I didn’t mean bayesianism the philosophy, just bayesian methods.
Yes but it’s not an optimization algorithms. Optimization algorithms are more general than statistics. You can use an optimization algorithm to find the optimal parameters for an airplane wing or the shortest path between several cities.
Conversely bayesian inference doesn’t specify how the parameters should be optimized, just that you should somehow weigh every possibility according to it’s probability.

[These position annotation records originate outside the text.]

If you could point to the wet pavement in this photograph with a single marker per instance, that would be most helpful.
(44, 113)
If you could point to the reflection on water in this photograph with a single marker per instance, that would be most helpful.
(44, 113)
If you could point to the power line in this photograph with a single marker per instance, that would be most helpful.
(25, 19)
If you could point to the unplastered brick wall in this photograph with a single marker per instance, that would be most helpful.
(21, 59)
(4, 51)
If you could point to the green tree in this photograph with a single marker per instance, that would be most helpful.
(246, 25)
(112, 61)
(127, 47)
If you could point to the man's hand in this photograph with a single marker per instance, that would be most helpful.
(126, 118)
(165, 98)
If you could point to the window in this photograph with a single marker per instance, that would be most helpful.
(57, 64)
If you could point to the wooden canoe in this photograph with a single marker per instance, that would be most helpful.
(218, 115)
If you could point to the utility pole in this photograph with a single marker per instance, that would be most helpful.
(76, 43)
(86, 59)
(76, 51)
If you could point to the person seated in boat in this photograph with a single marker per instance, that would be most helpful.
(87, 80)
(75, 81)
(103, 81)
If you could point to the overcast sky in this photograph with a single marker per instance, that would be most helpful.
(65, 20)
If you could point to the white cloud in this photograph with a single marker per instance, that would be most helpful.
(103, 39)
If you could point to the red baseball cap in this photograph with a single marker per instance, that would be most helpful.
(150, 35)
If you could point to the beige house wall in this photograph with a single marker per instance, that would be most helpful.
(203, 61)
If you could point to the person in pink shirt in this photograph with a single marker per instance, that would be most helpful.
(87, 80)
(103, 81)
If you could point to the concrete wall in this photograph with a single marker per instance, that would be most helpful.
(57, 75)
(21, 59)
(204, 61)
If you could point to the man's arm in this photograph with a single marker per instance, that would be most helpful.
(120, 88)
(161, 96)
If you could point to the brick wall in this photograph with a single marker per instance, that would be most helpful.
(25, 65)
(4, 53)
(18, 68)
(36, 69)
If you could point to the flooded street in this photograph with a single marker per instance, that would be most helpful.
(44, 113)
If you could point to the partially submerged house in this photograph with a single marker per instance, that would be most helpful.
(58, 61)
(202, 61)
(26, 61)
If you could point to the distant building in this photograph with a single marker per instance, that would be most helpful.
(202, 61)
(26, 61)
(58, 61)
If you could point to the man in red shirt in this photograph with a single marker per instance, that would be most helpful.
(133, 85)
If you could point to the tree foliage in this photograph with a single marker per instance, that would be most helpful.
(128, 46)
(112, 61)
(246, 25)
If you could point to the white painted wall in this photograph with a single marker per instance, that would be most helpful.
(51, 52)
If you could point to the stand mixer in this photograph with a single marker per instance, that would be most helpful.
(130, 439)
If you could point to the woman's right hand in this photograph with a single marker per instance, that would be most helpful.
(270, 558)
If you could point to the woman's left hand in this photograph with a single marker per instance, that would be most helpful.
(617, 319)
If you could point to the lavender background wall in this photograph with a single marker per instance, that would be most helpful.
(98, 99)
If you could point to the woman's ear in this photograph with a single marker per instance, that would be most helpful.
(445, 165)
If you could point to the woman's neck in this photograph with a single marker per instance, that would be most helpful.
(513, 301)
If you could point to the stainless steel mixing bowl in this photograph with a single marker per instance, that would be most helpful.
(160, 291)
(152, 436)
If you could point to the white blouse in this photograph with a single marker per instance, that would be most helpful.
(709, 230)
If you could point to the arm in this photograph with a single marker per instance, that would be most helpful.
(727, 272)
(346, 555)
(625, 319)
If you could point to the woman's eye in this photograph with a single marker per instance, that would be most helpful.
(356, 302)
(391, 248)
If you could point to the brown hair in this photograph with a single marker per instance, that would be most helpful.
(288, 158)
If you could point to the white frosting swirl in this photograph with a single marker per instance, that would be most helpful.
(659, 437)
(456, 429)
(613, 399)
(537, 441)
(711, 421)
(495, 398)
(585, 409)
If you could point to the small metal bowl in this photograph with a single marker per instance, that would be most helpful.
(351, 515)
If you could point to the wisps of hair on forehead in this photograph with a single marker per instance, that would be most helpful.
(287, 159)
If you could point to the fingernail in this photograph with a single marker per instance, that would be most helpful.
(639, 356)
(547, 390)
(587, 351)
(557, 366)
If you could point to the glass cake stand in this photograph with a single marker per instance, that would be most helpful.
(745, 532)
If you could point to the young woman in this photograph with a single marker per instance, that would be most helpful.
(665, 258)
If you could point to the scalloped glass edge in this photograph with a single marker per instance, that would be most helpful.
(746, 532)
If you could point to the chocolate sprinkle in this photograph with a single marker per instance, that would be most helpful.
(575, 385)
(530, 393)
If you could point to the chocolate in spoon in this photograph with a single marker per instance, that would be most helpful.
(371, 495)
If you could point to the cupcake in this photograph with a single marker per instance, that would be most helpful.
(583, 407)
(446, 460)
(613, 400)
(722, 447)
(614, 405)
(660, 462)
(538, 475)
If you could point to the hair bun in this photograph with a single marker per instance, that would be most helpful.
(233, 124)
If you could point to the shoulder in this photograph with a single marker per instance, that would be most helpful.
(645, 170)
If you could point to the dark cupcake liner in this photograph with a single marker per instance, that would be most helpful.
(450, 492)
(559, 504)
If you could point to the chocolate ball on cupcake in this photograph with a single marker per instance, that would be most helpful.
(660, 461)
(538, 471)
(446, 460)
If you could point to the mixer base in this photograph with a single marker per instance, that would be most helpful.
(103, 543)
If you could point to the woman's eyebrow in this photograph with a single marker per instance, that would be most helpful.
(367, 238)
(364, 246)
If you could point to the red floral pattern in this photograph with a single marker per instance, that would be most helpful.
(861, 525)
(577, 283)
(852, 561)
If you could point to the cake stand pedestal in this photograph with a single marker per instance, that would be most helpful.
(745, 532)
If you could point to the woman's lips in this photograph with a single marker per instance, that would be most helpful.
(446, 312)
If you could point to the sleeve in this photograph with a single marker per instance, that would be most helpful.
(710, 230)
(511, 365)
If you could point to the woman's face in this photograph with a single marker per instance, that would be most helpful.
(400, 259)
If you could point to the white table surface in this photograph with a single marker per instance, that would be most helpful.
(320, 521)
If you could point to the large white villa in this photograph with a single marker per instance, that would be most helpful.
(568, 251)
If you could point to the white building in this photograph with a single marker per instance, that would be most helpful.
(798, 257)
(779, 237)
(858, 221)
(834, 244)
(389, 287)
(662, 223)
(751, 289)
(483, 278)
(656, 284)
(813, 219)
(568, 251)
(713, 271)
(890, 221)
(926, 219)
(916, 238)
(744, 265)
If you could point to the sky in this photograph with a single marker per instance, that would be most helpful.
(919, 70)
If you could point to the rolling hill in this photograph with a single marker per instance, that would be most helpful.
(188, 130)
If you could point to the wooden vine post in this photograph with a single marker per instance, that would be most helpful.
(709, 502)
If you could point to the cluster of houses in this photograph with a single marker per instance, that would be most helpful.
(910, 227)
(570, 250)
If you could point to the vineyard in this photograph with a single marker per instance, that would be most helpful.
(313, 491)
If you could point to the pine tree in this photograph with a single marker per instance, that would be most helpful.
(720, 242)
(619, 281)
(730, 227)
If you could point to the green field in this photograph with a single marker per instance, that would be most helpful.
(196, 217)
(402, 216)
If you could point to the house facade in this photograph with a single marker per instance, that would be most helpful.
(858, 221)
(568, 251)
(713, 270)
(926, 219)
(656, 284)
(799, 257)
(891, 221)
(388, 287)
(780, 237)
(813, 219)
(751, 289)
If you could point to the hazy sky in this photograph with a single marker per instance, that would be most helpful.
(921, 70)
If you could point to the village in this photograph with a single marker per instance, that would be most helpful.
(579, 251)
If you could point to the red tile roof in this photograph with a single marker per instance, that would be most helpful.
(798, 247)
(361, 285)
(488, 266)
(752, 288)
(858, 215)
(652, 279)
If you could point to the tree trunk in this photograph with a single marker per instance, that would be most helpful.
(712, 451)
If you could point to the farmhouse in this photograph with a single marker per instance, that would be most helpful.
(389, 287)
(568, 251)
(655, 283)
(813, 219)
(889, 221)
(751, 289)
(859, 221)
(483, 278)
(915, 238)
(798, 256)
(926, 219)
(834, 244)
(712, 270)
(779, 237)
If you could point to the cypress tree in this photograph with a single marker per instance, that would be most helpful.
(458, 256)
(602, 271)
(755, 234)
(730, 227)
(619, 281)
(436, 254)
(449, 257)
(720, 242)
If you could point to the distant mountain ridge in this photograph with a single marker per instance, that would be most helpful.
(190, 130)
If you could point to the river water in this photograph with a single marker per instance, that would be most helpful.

I am not saying that they aren’t related at all, just that it’s worth distinguishing them as qualitatively different concepts, where you seem to use them interchangeably.
I didn’t say SGD is the main limiting factor of ANNs, or that the brain using something far better. I said “the brain probably uses something even better than modern SGD ..”
Modern SGD methods—especially with auto learning rate tuning and the new normalization schemes (which btw relates directly to better variance/uncertainty models in stat inference methods) - are pretty powerful, but they still learn somewhat slowly, requiring numerous passes through the data to reach a good solution.
I don’t have time to dig deep into how the brain may use techniques better than SGD … but as a simple single example of one thing it does better: current SGD ANN training computes the same update steps for the same high cost across the entire network for every training example, even though examples vary vastly in their novelty/difficulty/utility of learning. The brain appears to be much better about managing its limited resources.
They are largely interchangeable in machine learning in the sense that you can use optimization techniques (SGD) or inference techniques (expectation propagation, expectation backpropagation, MCMC, etc) to train a model (such as an ANN).
Much of the ‘wisdom’ or deep insightful knowledge in a particular field consists of learning all the structural relations and symmetries between different algorithms/techniques which enable internal mental compression of all of the raw low level knowledge: learning which techniques are generalizations, specializations, approximations, or restricted transformations of others. In the beginning, everything looks disconnected and compartmentalized, but eventually one sees how everything is connected.
General optimization can be used to implement inference, and vice versa. You can recast optimization as an inference problem: the initial settings/constraints become a prior, the utility/loss function is converted into a probability measure, learning rates relate to variance/precision, etc. See survey papers such as “Representation Learning”, or look into the use of bayesian methods in machine learning (as replacements for optimization methods) to get some perspective on how they all relate.